Kezako, one of my favourite high-end restaurants in Kyoto, closed down a couple of years ago but lucky for the diners of Kyoto he opened his own place. While I was super excited about this fact I couldn’t help but wonder whether they would be able to retain the Kezako charm. It was obvious from the first visit they’d achieved that and more. Ryoria de Stephan Pantel is in a larger but very stylish space just south of the Gosho (Imperial Palace) .
The new space, in a refurbished traditional building opposite the law courts on Yanagibaba street, is gorgeous – a delightful improvement of the former restaurant space as there was much more light and dining was all on one level. If you sat upstairs at Kezako you were separated from the action. My favourite spot was, and still is, the counter.
The food was happily still in keeping with the Kezako style a creative menu with both Japanese and French influences and ingredients hand selected from local farmers. They’ve thankfully retained their signature dish of foie gras wrapped in nara zuke (daikon pickled in sake kasu for 2 years – it has a deep umami richness and mellow sweetness – perfection with foie gras) served with a tropical fruit sauce – which sounds very 80’s to those of us who live in Australia but the flavours just sing together, the sweet fruit acid and perfume from the likes of pineapple and passionfruit makes for a curious but successful marriage.
Sweet but refreshing was this non alcoholic juice made from semillon grapes. The wine selection is small but interesting and I also enjoyed a glass of fine Chardonnay.
The first course in our ode to spring lunch was a type of raw trout from Lake Biwa marinated in Bergamot, earl grey tea jelly, almond crumble, topped with snap pea mousse, garnished with a wild mountain sprig that tastes of green peas and grated dekopon citrus.

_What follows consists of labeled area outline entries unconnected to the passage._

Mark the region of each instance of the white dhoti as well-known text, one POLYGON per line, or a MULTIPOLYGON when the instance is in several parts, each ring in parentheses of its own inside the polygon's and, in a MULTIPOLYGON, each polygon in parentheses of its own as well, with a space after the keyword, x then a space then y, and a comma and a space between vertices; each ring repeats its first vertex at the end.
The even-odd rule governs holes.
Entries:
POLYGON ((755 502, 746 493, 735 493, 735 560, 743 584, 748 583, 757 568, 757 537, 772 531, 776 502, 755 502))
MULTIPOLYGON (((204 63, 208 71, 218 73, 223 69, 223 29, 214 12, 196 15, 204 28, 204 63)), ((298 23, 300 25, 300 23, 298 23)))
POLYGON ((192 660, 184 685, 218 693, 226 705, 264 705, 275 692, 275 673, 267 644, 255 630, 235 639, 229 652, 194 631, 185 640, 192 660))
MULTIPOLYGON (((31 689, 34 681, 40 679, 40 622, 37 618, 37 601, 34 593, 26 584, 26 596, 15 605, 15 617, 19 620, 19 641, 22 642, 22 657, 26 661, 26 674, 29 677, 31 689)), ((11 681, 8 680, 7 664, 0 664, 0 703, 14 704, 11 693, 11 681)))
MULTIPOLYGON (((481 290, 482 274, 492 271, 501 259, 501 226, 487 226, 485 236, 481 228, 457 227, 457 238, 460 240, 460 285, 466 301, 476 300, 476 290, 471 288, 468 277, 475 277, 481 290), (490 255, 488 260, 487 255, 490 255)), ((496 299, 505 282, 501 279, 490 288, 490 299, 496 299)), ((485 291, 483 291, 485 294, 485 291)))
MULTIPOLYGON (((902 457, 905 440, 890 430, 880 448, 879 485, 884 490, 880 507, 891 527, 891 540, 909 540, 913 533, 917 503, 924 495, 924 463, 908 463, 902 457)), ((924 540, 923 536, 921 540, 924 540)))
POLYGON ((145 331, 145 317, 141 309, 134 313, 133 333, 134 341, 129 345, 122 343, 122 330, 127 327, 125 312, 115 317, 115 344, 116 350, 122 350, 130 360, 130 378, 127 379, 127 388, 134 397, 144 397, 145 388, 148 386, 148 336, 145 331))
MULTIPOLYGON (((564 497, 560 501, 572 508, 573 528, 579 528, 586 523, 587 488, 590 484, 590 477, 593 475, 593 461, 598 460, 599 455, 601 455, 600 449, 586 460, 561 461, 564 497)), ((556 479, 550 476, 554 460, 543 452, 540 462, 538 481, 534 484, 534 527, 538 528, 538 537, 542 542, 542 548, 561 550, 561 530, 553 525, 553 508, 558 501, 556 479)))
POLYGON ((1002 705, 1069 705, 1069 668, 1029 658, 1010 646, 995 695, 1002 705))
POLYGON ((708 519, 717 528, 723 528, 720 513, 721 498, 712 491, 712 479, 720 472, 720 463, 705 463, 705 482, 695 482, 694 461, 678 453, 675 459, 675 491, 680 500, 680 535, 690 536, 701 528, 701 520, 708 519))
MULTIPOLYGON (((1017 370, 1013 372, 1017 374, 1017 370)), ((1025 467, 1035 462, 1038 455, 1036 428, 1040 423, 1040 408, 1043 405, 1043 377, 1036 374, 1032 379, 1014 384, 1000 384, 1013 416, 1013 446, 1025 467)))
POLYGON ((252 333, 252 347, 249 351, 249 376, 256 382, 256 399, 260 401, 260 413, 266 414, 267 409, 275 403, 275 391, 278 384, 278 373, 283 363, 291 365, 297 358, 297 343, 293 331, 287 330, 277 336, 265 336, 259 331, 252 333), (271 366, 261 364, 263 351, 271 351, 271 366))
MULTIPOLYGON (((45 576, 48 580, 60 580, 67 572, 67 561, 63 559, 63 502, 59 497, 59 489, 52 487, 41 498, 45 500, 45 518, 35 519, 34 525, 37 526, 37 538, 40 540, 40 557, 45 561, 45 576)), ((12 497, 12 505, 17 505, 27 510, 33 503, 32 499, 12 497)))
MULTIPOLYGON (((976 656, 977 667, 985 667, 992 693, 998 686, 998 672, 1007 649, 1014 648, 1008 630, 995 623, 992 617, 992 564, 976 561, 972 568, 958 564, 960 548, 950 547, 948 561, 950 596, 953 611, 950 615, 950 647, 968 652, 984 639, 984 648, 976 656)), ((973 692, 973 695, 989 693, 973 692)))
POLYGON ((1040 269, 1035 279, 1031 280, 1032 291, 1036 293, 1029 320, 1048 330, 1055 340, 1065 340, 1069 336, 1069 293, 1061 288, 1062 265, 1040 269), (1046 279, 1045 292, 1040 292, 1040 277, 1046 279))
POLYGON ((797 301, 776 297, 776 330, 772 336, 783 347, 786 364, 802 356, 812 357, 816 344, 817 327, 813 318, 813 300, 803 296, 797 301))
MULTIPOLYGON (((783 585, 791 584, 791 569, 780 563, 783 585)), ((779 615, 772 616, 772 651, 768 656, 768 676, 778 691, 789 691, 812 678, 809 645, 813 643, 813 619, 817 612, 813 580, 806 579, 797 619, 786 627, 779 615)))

The famous Foie gras in Narazuke ( as mentioned above) – the foie gras is wrapped in the pickle and aged for 10 days before serving – sensational. I just can’t get enough of this dish.
White bean soup with balsamic jelly and tiny seasonal, whole squid underneath.
Stephan explaining each dish to diners. And a side view of the soup/jelly layers.
Tai (snapper) fillet with nanohana (canola greens) and fresh shiitake stuffed with slow cooked pork leg and ika shiokara (salt fermented squid guts… sounds challenging to the uninitiated but truly this was delicious!)
Hard to resist nicking this great knife – luckily this restaurant is based in Japan where theft is unusual. Stephan – watch out for gaijins with large handbags!
Succulent pork from Kameoka, just west of Kyoto city with Jerusalem artichoke puree, roasted vegetables from Ohara – in the mountains north of Kyoto and a sauce including miso and fuki no tou – the buds of the slightly bitter fuki plant – the stems are also commonly used in season.
Precision and dedication.
Airy Coconut lime mousse on a sable topped with pistachio paste, yuzu miso ice cream and strawberries. Such a wonderful way to end the meal – I was pleased to meet this dish again – it’s another favourite of mine and Stephan’s ice cream was the inspiration for one of the recipes in my book Zenbu Zen – finding food, culture and balance in Kyoto. Thank you Stephan!
But wait! there’s more. Great coffee and perfect, chocolatey, coconutty, very cherry petits fours.
The lunch course, including coffee, was just under 6000 yen that’s just over $60 Australian. Dinner is also amazing but with a different price point and a more romantic atmosphere.
Congratulations Stephan and team. What a great move!